I was writing on the topic of women earlier today and my husband reminded me of an issue that bothers us both greatly about a pervasive illustration of man in American culture. Men are increasingly being portrayed as the bumbling idiot. Too dumb to know how to turn the oven on, much less know how to unveil the mysteries of a woman. It's an assault against men (in the name of feminism?) and that's not what I believe feminism intended.
The strong don't become strong by making others weak or by preying on the vulnerable. The truly strong support and encourage the strength of others, including those unlike themselves.
For true equality, men and women must work together, for each other. This isn't a female issue -- this is a human issue. The beauty of this is that men and women, while inherently equal, are also inherently very different. I believe that the Divine Plan actually centers on this critical point: Women are more than a companion created to support man as peripheral; no, we are complementary, balancing, and absolutely crucial to the grand adventure itself.
In Wild at Heart, John speaks to the marginalization of men in American culture. That the warrior piece of God, this warrior piece placed in the heart of a man, has been misdirected, misunderstood; that this is a tragedy. The strength of a man questing for greater good needs to live; we need warriors in the greatest battle of all: The battle for good, the battle for justice in a mortal world full of a lot of bad, a lot of injustice.
We need men to be with us, and for us, as warriors for greater good -- we do not need men who use strength in abusive ways nor do we need men who have gone passive.
In fair and equal balance, we also need women who have been made in the image of God: hungry for relationship, also thirsting for passionate pursuit of greater good -- not as the prize to be won, but as integral and necessary to the adventure itself, bringing forth our own unique and needed gifts.

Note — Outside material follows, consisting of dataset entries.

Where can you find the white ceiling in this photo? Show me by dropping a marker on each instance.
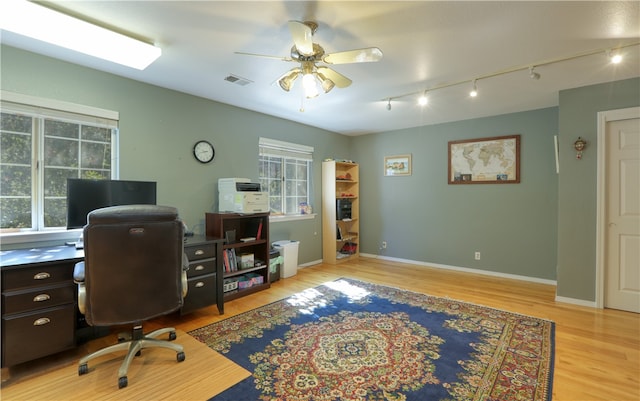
(426, 44)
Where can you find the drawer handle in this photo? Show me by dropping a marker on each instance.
(41, 297)
(42, 276)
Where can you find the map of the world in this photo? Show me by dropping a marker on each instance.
(493, 159)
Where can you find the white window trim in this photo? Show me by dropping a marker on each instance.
(274, 147)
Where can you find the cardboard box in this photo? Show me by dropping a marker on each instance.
(246, 261)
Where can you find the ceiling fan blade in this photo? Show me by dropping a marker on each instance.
(265, 56)
(366, 55)
(340, 80)
(302, 35)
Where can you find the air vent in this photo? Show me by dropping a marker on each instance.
(234, 79)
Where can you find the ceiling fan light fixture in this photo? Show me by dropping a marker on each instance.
(310, 86)
(326, 83)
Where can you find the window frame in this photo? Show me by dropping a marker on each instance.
(41, 109)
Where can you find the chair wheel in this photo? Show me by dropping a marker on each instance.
(83, 369)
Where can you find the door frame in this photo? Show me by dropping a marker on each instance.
(601, 228)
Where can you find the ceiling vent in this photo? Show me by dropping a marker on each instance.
(234, 79)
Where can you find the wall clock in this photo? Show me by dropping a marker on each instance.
(203, 151)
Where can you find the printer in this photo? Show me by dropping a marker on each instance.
(240, 195)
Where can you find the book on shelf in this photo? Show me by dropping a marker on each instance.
(230, 260)
(259, 233)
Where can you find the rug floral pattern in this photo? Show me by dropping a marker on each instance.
(351, 340)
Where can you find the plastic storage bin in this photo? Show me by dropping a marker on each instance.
(275, 265)
(289, 251)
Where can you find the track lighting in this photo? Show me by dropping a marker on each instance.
(423, 100)
(532, 74)
(474, 91)
(615, 57)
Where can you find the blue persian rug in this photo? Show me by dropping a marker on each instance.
(352, 340)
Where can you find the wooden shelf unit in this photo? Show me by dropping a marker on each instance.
(339, 182)
(244, 225)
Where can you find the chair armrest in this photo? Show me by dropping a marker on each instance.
(78, 278)
(78, 273)
(185, 282)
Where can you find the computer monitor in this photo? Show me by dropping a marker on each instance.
(85, 195)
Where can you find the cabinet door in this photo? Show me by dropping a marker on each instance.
(37, 334)
(201, 293)
(37, 298)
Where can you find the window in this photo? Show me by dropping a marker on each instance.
(285, 172)
(40, 147)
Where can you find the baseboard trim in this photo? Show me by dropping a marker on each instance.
(464, 269)
(574, 301)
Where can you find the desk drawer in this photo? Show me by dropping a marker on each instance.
(37, 276)
(201, 251)
(201, 267)
(37, 334)
(201, 293)
(37, 298)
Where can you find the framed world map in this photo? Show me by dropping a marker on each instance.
(494, 160)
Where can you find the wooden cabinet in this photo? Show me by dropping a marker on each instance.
(340, 211)
(248, 237)
(38, 308)
(203, 277)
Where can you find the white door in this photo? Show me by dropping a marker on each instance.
(622, 219)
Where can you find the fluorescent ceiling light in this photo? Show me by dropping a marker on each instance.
(41, 23)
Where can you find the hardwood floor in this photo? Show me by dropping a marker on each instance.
(597, 351)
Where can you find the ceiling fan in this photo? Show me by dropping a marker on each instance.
(309, 54)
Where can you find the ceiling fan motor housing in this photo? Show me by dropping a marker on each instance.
(318, 52)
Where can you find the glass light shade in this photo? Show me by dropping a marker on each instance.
(309, 85)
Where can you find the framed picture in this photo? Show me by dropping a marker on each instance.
(397, 165)
(494, 160)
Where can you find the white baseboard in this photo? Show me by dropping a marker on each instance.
(574, 301)
(464, 269)
(312, 263)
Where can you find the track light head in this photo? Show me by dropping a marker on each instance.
(474, 91)
(532, 74)
(423, 100)
(615, 56)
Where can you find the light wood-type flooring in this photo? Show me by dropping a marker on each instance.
(597, 351)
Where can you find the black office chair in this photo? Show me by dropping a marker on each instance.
(134, 269)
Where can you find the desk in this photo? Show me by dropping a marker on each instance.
(39, 298)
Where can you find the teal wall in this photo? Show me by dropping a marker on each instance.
(158, 128)
(422, 217)
(543, 227)
(577, 182)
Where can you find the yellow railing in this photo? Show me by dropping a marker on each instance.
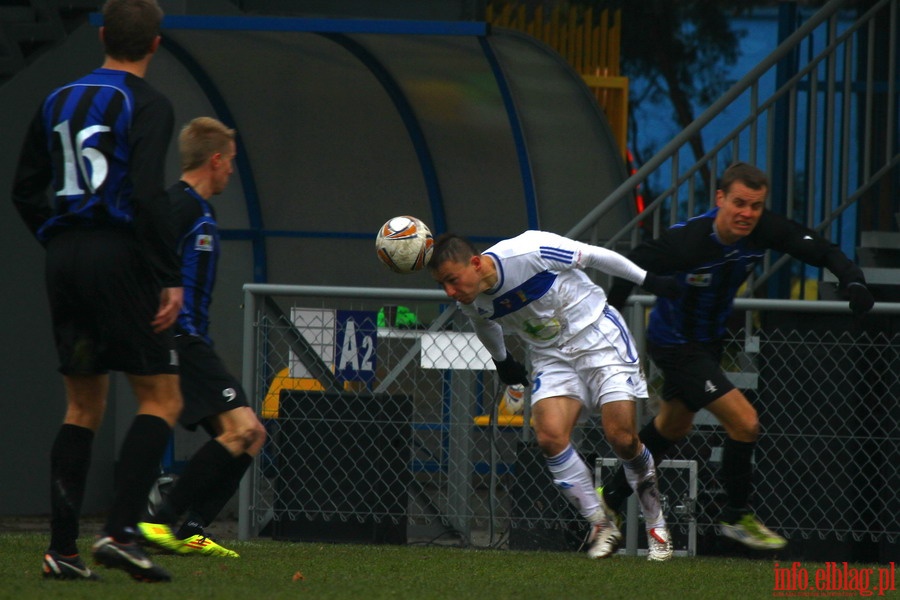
(589, 42)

For a balanced world, we must work unceasingly toward a balance of power -- 50/50, men and women. And we must realize that the true benefit in this is that it creates the intended balance of the Divine Plan for us. Women are not men; men are not women -- to strive to equalize our differences is missing the point. We should be embracing our differences and recognizing our differences as strengths -- what will move us forward into a better world. One where true equality, true balance is achieved. That, and only that, will be Divine.